The strategy, according to co-founder Quan Vuong who came from Google DeepMind, revolves around cross-embodiment learning. If someone builds a new hardware platform tomorrow, they won’t need to start data collection from scratch – they can transfer everything the model already knows. “The marginal cost of onboarding autonomy to a new robot platform, whatever that platform might be, it’s just a lot lower,” Vuong explains.
Physical Intelligence is already working with companies across logistics, grocery, and even a chocolate maker to test real-world automation. But there’s no revenue model yet, no customer announcements, no commercialization timeline.
That puts them in direct philosophical opposition to Pittsburgh-based Skild AI, which just this month raised $1.4 billion at a $14 billion valuation. While Physical Intelligence remains focused on pure research, Skild has already deployed its “omni-bodied” Skild Brain commercially, generating $30 million in revenue across security, warehouses, and manufacturing in just a few months last year.

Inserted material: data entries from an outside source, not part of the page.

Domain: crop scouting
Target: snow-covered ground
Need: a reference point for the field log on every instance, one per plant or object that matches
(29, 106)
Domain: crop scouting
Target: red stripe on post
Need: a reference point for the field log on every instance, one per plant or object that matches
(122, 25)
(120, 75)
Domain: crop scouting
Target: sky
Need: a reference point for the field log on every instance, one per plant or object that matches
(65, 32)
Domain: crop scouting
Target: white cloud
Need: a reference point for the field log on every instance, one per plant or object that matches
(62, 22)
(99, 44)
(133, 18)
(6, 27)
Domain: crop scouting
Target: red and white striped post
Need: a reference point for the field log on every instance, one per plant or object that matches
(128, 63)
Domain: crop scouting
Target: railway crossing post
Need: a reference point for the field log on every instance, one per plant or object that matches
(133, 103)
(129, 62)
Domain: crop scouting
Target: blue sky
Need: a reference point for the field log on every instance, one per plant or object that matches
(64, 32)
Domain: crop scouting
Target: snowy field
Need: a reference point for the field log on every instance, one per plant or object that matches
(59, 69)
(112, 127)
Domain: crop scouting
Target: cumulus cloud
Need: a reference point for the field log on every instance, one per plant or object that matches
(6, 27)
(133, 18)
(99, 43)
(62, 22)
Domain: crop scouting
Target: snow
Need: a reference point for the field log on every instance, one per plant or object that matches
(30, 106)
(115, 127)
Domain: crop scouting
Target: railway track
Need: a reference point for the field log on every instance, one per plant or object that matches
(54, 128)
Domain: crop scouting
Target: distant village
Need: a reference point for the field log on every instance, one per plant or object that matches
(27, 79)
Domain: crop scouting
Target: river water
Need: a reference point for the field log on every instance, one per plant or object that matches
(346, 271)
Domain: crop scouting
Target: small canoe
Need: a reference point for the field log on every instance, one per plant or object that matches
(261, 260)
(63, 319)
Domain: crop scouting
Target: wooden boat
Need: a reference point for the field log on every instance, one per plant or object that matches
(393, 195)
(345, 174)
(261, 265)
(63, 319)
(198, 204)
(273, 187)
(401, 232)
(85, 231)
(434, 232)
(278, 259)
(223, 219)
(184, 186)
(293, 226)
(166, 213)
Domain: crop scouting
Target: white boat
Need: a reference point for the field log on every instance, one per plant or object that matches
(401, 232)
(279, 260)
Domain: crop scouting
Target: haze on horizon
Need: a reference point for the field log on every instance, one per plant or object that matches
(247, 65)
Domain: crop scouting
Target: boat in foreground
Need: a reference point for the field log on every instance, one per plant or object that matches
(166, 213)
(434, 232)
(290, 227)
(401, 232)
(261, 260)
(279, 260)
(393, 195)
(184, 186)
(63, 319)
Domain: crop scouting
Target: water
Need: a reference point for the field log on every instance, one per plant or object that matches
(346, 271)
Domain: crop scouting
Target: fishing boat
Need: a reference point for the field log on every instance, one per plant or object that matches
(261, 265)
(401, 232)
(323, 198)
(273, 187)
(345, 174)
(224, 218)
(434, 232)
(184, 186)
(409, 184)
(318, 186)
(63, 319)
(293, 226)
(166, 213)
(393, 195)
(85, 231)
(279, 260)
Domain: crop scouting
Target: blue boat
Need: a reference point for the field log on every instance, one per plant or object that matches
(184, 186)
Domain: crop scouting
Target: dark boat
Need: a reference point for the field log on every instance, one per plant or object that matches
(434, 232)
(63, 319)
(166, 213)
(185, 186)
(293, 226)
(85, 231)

Skild has even taken shots at competitors, arguing on its blog that most “robotics foundation models” are just vision-language models “in disguise” that lack “true physical common sense” because they rely too heavily on internet-scale pretraining rather than physics-based simulation and real robotics data.
It’s a sharp divide that mirrors debates from the early days of large language models. Skild is betting that commercial deployment creates a data flywheel that improves the model with each real-world use case. Physical Intelligence is betting that resisting near-term commercialization enables superior general intelligence. The answer will take years to resolve.
“It’s such a pure company,” Groom says of Physical Intelligence’s approach. “A researcher has a need, we go and collect data to support that need – or new hardware or whatever it is – and then we do it. It’s not externally driven.” The company had a 5-to-10-year roadmap of what the team thought would be possible. By month 18, they’d blown through it, he claims.
The 80-person team plans to grow “as slowly as possible,” Groom says. The biggest challenge isn’t the AI – it’s hardware. “Hardware is just really hard. Everything we do is so much harder than a software company.” Hardware breaks. It arrives slowly, delaying tests. Safety considerations complicate everything.
Groom tracked down the opportunity by following academic work from Levine and Chelsea Finn, a former Berkeley PhD student who now runs her own robotics lab at Stanford. Their names kept appearing in everything interesting in robotics. When he heard rumors they might be starting something, he tracked down Karol Hausman, a Google DeepMind researcher who also taught at Stanford. “It was just one of those meetings where you walk out and it’s like, This is it.”
After leaving Stripe, where he was an early employee, Groom spent five years as an angel investor. His first robotics investment, Standard Bots, came in 2021 and reintroduced him to a field he’d loved as a kid building Lego Mindstorms. But investing was just a way to stay active while searching for the right company to start or join. “I was on vacation much more as an investor,” he jokes.
Silicon Valley has always been willing to give founders like Groom extraordinary latitude – no commercialization timeline, no clear path to revenue, just a billion dollars and trust that they’ll figure it out. It doesn’t always work. But when it does, it tends to justify all the times it didn’t. Physical Intelligence is betting that building superior general intelligence beats rushing to market, even as competitors like Skild AI prove commercial demand exists right now. The pants-folding robot still fumbles. The shirt remains right-side-out. But the zucchini shavings pile up nicely, and that’s progress. Whether that progress leads to the ChatGPT moment for robotics or becomes an expensive science project will determine if Groom’s patient capital approach was visionary or just well-funded optimism.